According to the BBC, Sargara learnt about the marriage only this month, when her in-laws came to take her back to their family home.
"I was unhappy about the marriage,” Sargara told AFP. “I told my parents who did not agree with me, then I sought help."
The bride turned to a social worker in her hometown Jodhpur and managed to convince her husband, Rakesh, to have the marriage declared void.
"It is the first example we know of a couple wed in childhood wanting the marriage to be annulled, and we hope that others take inspiration from it," social worker Kriti Bharti told AFP.
Child marriage is illegal in India under the country's Prohibition of Child Marriage Act, yet the practice is common in poorer regions -- such as Sargara's home province Rajasthan -- the BBC reports.

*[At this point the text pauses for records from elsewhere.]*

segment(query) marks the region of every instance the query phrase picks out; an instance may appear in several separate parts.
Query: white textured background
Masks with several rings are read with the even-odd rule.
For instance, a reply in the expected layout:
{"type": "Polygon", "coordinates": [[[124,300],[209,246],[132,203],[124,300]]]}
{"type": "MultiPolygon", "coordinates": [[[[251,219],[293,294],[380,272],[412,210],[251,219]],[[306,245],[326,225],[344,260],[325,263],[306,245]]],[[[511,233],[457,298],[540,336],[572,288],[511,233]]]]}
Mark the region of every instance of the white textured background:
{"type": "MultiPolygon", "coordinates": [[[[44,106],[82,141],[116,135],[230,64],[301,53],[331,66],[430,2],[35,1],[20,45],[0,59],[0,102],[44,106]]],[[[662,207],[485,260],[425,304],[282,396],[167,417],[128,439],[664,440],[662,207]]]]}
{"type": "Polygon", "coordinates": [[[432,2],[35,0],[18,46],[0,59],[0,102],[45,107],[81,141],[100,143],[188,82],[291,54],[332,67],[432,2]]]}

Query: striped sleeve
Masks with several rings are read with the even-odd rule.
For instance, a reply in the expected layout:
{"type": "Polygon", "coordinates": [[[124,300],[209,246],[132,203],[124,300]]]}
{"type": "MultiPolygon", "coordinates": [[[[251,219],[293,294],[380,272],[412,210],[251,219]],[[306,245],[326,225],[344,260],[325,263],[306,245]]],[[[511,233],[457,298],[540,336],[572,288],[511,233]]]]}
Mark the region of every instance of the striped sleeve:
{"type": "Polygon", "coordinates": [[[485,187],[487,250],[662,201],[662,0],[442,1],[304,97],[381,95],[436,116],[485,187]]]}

Indu Chopra, a program director of the woman and child development department of Rajasthan state, explained to CNN that child marriages are a "social agreement, a document endorsed by witnesses, lawyers from both sides and attested legally," yet not a marriage legal under Indian law.
In a recent report, UNICEF says 47 percent of Indian women between the ages of 20 and 24 were married before the age of 18.
“Child marriage is linked to poverty, lack of education and, above all, to the entrenched social norms that push parents to marry their daughters off early,” said UNICEF Representative for India Karin Hulshof on the organization's website.